Furthermore, it is unclear from the facts presented by Defendant whether the issue of habitability was necessarily decided in the prior action. In the prior UD Action, the court seemed to have based its judgment entirely on whether Defendant could regain possession of the property. (See DSS 10-12, Exhibits 9-11.) Furthermore, the Court sees no factual finding by Judge Rogers as to Plaintiffs’ affirmative defense as either part of the court’s minutes or ruling. (Undisputed DSS 11-12, Ex. 9, 11.) This Court therefore cannot find that the issue of habitability was even necessarily decided.

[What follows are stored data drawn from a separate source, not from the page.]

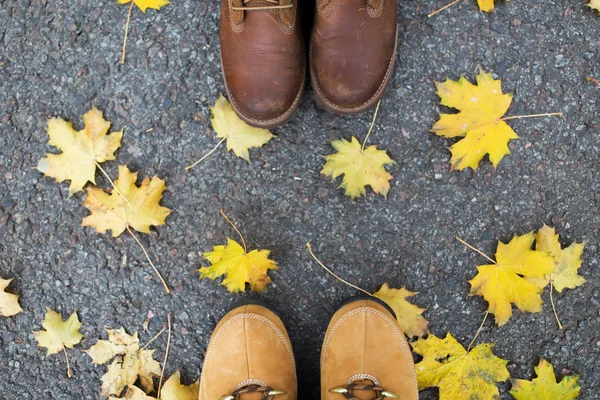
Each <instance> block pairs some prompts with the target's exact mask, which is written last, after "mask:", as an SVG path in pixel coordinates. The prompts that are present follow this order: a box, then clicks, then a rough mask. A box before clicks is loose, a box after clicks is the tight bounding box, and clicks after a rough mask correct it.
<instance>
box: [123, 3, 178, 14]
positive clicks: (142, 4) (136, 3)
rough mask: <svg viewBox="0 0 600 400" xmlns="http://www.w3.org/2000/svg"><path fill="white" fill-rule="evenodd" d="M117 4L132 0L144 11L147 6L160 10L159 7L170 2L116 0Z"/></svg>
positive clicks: (144, 10)
mask: <svg viewBox="0 0 600 400" xmlns="http://www.w3.org/2000/svg"><path fill="white" fill-rule="evenodd" d="M117 1H118V3H119V4H127V3H131V2H132V1H133V2H134V4H135V5H136V6H138V8H139V9H140V10H141V11H142V12H143V13H145V12H146V10H147V9H148V8H153V9H155V10H160V8H161V7H163V6H166V5H167V4H171V2H170V1H168V0H117Z"/></svg>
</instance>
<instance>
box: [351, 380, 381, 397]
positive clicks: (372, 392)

Also problematic is that Plaintiffs were not allowed to file a cross-claim regarding the issues it now seeks as damages. In other words, Plaintiffs did not even have the opportunity to actually litigate these claims of habitability issues as a cause of action for damages against Defendant. Plaintiffs were only permitted to use these claims defensively in the UD Action because tenants generally cannot file a cross-complaint in an unlawful detainer action. (See Martin-Bragg v. Moor, supra, 219 Cal.App.4th 367; Banuelos v. LA Investment, LLC, supra, 219 Cal.App.4th at 333; Landeros v. Pankey, supra, 39 Cal.App.4th at 1173-74) Plaintiffs used the affirmative defenses that share the same name as the present causes of action insofar as to only determine any offset of holdover rent; these affirmative defenses were raised in Plaintiffs’ answer to the unlawful detainer complaint. (DSS 8.) Thus, the present case and unlawful detainer case are not based on the same primary right for the doctrine of collateral estoppel to apply because Plaintiffs never had the opportunity to actual litigate their claims of habitability in the UD Action.

In sum, collateral estoppel would not apply in precluding litigation of this current action. Defendant has not demonstrated facts to show that Plaintiffs should be precluded from litigating the issues of habitability. Summary judgment would be improper here as Defendant has not demonstrated the lack of dispute over the material facts.

Thus, Summary Judgment is DENIED.

Summary Adjudication of the Individual Causes of Action

Because Defendant’s sole argument for summary adjudication of the individual causes of action relies on the applicability of the preclusive effects of the UD Action on this present litigation, the Court cannot also grant summary adjudication as to Defendant’s Issues 1-7.

Summary Adjudication is also DENIED.


[1] The Court understands that the concepts of res judicata and collateral estoppel are frequently used interchangeably by litigants, despite being separate (though related) principles of preclusion. To that end, the Court will address both res judicata and collateral estoppel.